Pietroroviç Ne Diyordu?
07 Ocak 2020, Salı 09:32Rus Kurmay Başkanı Pietroroviçanılarında Sarıkamış’a kavuşan o bir avuç kahraman hakkında çarpıcı ifadeler kullanır. İnsanın okurken tüyleri diken diken olmaktadır.
"İlk sırada diz çökmüş beş kahraman. Omuz çukurlarına yasladıkları mavzerleri ile nişan almışlar. Tetiğe asılmak üzereler. Ama asılamamışlar. Kaput yakaları, Allah’ın rahmetini o civan delikanlıların yüreklerine akıtabilmek istercesine semaya dikilmiş, kaskatı... Hele bıyıkları, hele hele bıyıkları ve sakalları! Her biri birer fütuhat oku gibi çelik misal. Ya gözler?.. Dinmiş olmasına rağmen şu kahredici tipinin bile örtüp kapatamadığı gözleri!.. Apaçık!.. Tabiata da, başkumandana da, karsısındaki düşmana da isyan eden ama Allah’ına teslimiyetle bakan gözler...Açık,vallahi apaçık!..
İkinci sırada öyle bir manzara ki, hiçbir heykeltıraş benzerini yapmayı başaramamıştır. O ürkütücü ayaza rağmen, sağlarında fişekleri debelenerek üzerlerinden atmaya tenezzül etmemiş iki katırın yanında başları semaya dönük, altı masal güzeli Mehmet... Sandıkları bir avuçlamışlar ki, hayati biz ancak böyle bir hırsla avuçlayıvermişizdir. Öylesine kaskatı kesilmişler.Ve sağ başta binbaşı Mustafa Nihat. Ayakta... Yarabbi, bu bir ayakta duruştur ki, karşısında düşmanı da, kâfiri de, lanetlisi de Allah’ın huzurunda diz çöküş halinde gibi. Endamı, düşmanı dize getiren bir tekbir velvelesi gibi. Belinde, fişeklerinin yuvalarını tipi ile kapatmaya bütün gece düşen kar bile razı olmamış. Sol eli boynundaki dürbünü kavramış. Havada donmuş, Kale sancağı gibi... Diğer eli belli ki, semaya uzanıp rahmet dilerken öylesine taslaşmış. Hayrettir, başı açık. Gür erkek kömür karası saçları beyaza bulanmış.
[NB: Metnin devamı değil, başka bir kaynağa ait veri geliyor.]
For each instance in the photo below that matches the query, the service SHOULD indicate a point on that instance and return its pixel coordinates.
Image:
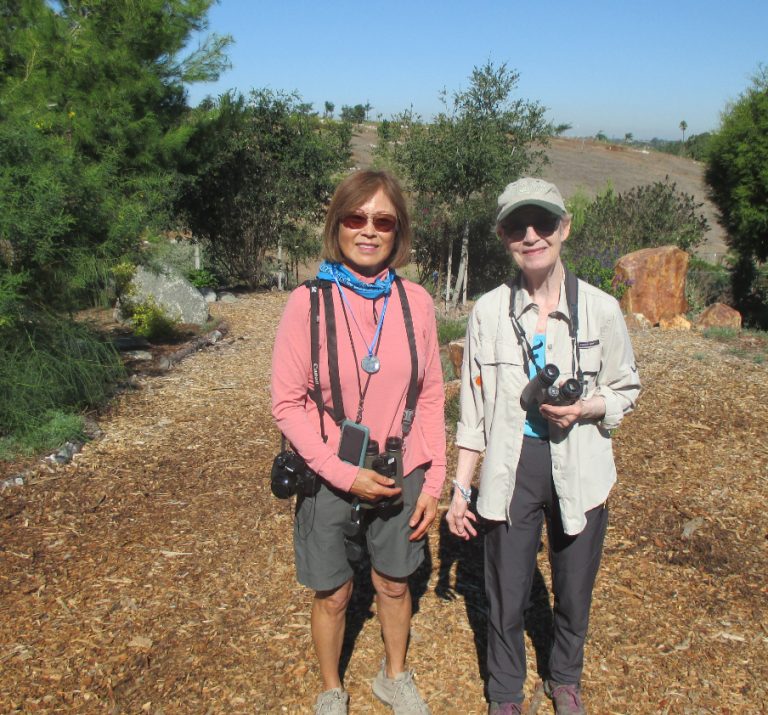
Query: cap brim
(549, 206)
“Allahuekber Dağları’ndaki Türk müfrezesini esir alamadım. Bizden çok evvel Allah’larına teslim olmuşlardı.24.12.1914 Perşembe""
*
SARIKAMIŞ ESİRLERİNİN BARIŞ DUASI
Ey! Dağların, taşların, derelerin kuşların, denizlerin, yokuşların, inişlerin sahibi yaradan Huda ve Cellecelaluh. Sensin ki, dereler geçip denizler aşan, canlar yakıp şanlar alan. Büyük-küçük zabitan-ı kiram hürmetine, yollarda, dağ başlarında çalıştırılan Osmanlı neferleri hürmetine, gökte uçarak leş arayan kartallar, yerde sürünen yılanlar hürmetine, çıplak ihtiyar kediler, inatçı develer hürmetine, kaputsuz kalıp soba başına sokulan zavallılar hürmetine, çıplak kalıp gömlek dilenen züğürdan hürmetine, gıdasızlıktan benzi sararan, açlıktan rutubetten vücudu şişen çaresizler hürmetine… Eşfa-i Şafinsin, bize barış ihsan eyle Ya Rabbi!
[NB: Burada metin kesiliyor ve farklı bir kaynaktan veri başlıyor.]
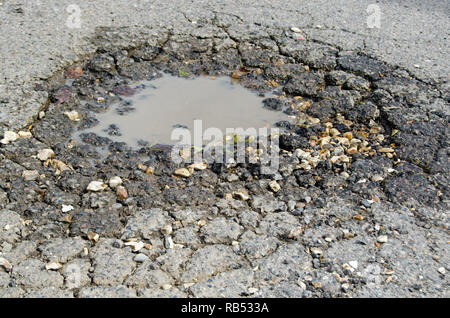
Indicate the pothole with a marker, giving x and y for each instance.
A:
(159, 106)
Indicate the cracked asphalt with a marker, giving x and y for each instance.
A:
(358, 207)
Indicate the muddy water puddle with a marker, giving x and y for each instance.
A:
(168, 102)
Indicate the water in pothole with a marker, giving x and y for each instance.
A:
(171, 102)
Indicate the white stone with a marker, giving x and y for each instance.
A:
(72, 115)
(45, 154)
(96, 186)
(66, 208)
(353, 264)
(198, 166)
(25, 134)
(53, 266)
(115, 181)
(182, 172)
(9, 136)
(167, 229)
(135, 246)
(30, 175)
(274, 186)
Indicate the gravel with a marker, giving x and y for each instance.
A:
(358, 207)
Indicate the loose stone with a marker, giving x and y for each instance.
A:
(115, 181)
(274, 186)
(73, 115)
(121, 193)
(167, 229)
(66, 208)
(135, 246)
(96, 186)
(140, 258)
(25, 134)
(53, 266)
(241, 195)
(199, 166)
(9, 136)
(182, 172)
(30, 175)
(5, 264)
(45, 154)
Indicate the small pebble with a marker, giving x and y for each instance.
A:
(140, 258)
(241, 195)
(135, 246)
(121, 193)
(96, 186)
(182, 172)
(66, 208)
(73, 115)
(9, 136)
(115, 181)
(5, 264)
(53, 266)
(198, 166)
(30, 175)
(353, 264)
(93, 237)
(274, 186)
(168, 242)
(25, 134)
(167, 229)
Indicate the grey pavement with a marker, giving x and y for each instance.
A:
(35, 40)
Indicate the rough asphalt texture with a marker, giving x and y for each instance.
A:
(359, 216)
Bira fabrikasını yağma edip sarhoşlukla hırlayan Ruslar, Çinovniğin vaziyetini görüp akılları zıvanadan fırlayan biz zavallılar hürmetine şifa-ı sulh ihsan eyle Ya Rab!
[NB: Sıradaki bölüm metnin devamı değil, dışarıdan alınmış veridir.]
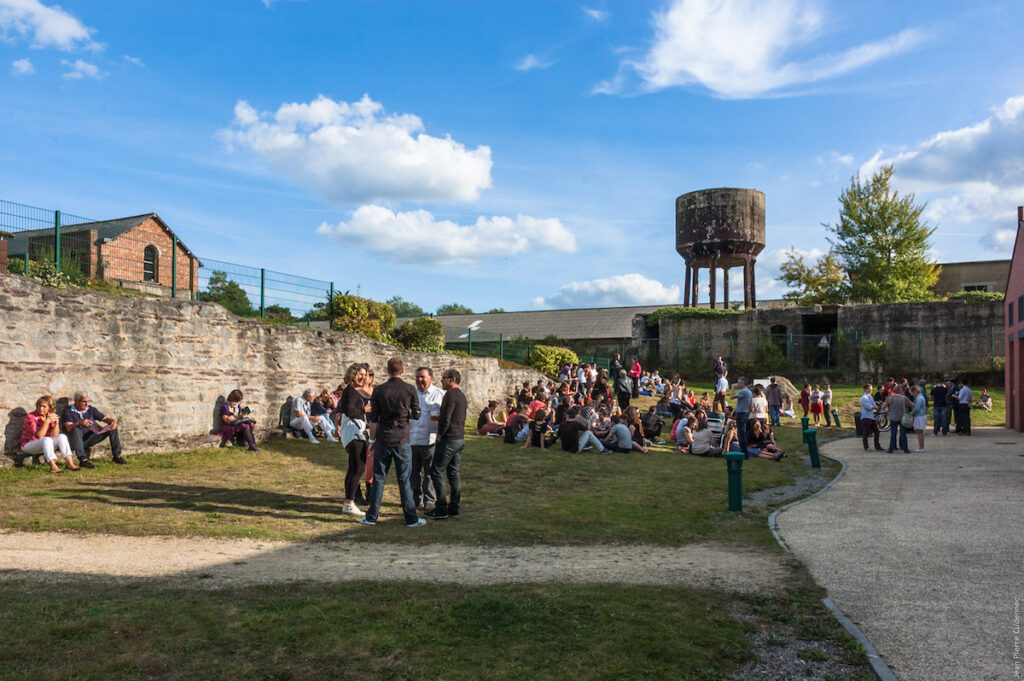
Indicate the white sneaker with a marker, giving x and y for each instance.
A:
(352, 509)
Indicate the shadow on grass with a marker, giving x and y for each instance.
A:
(241, 501)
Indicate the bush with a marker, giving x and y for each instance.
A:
(424, 334)
(688, 313)
(976, 296)
(361, 315)
(549, 359)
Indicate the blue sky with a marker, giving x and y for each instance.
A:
(515, 155)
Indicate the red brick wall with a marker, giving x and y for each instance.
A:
(123, 257)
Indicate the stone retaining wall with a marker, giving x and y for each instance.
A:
(160, 366)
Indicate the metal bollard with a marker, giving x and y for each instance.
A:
(734, 466)
(811, 438)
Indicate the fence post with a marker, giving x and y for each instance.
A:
(56, 239)
(262, 291)
(174, 266)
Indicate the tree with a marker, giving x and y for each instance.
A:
(404, 308)
(454, 308)
(824, 282)
(226, 292)
(883, 243)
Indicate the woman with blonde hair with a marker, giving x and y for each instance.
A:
(41, 434)
(354, 433)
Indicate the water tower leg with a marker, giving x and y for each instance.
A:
(725, 287)
(686, 289)
(713, 273)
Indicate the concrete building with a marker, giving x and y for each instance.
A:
(1014, 328)
(138, 252)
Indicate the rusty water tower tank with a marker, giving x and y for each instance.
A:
(720, 228)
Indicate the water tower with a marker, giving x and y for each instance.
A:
(720, 228)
Ashabı Kehfinkelbi, Hazreti İsmail’in koyunu, Hazreti Ali’nin düldülü, Vaka-ı Camel’deki develer, Ebabile Termihim’deki kırlangıçlar hürmetine, Kafkaslarda soğuktan titreyen neferler, hastanelerde inim inim inleyen askerler, memlekette kalbini dinleyen ihtiyar nineler hürmetine sulh ihsan eyle Ya Rab!
Dünyayı kana bulayan cihan savaşının bitme vakti gelmiştir. Sen Adil-i mutlaksın, bizlere barış ihsan eyle Ya Rab! Subhanekebirabbike.. El Fatiha.
Yazan: Açıkgöz Sabih
Not: Çinovnik: esir kampındaki Rus komutan yardımcısının adı.